Osteopenia’s global rise reflects systemic health inequities, industrial diets, and sedentary lifestyles—what mainstream medicine overlooks
Original framing: “Osteopenia: loss of bone mineral density affects millions of people – here’s what you need to know” — The Conversation - Global
The role of Indigenous food sovereignty movements in preventing osteopenia through traditional diets rich in calcium and vitamin K; historical parallels in colonial-era malnutrition and its intergenerational health impacts; structural causes like food deserts in marginalized communities, racial disparities in bone density diagnosis, and the erasure of non-Western medical frameworks (e.g., Ayurveda, Traditional Chinese Medicine) that address bone health holistically. The article also omits the influence of Big Pharma in medicalizing osteopenia to sell bisphosphonates.

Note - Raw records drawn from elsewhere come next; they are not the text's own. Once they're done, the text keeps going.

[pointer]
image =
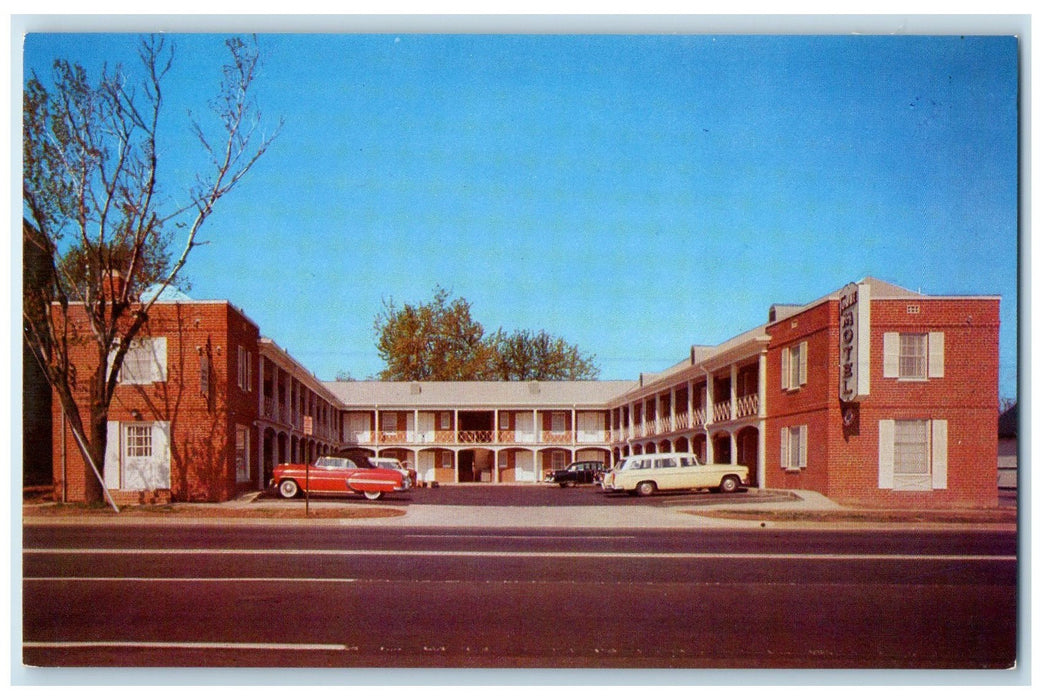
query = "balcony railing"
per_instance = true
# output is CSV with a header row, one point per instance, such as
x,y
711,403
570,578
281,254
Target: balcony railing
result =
x,y
747,405
476,438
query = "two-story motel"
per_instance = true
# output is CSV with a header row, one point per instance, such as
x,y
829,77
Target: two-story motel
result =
x,y
872,394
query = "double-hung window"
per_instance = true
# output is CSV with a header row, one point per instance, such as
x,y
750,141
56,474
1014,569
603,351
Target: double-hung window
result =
x,y
794,367
245,369
794,447
913,356
913,454
145,361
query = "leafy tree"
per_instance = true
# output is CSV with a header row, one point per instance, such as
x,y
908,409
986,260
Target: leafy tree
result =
x,y
101,223
439,341
526,355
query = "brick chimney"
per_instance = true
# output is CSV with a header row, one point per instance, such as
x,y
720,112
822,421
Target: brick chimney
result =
x,y
113,284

Low structural omission detected in mainstream coverage.
The article is produced by Western-trained medical academics affiliated with elite institutions, serving the interests of pharmaceutical corporations and processed food industries by framing osteopenia as a 'manageable' condition requiring pharmaceutical intervention. The framing obscures how industrial agriculture and sedentary labor conditions—profitable for agribusiness and urban planners—are primary drivers of bone density loss. It also privileges clinical solutions over systemic prevention, aligning with a medical-industrial complex that profits from lifelong drug dependency.
Marginalized groups—Black women, Indigenous peoples, and low-income communities—face higher osteopenia rates due to systemic barriers like food apartheid and medical racism. Black women are 50% more likely to experience fractures yet are less likely to be screened for bone density loss. Disabled communities, often excluded from exercise recommendations, require adaptive movement programs to prevent osteopenia.
Osteopenia’s global surge is not an inevitable consequence of aging but a manufactured crisis rooted in colonial dietary displacement, industrial food systems, and urban design that prioritizes profit over health.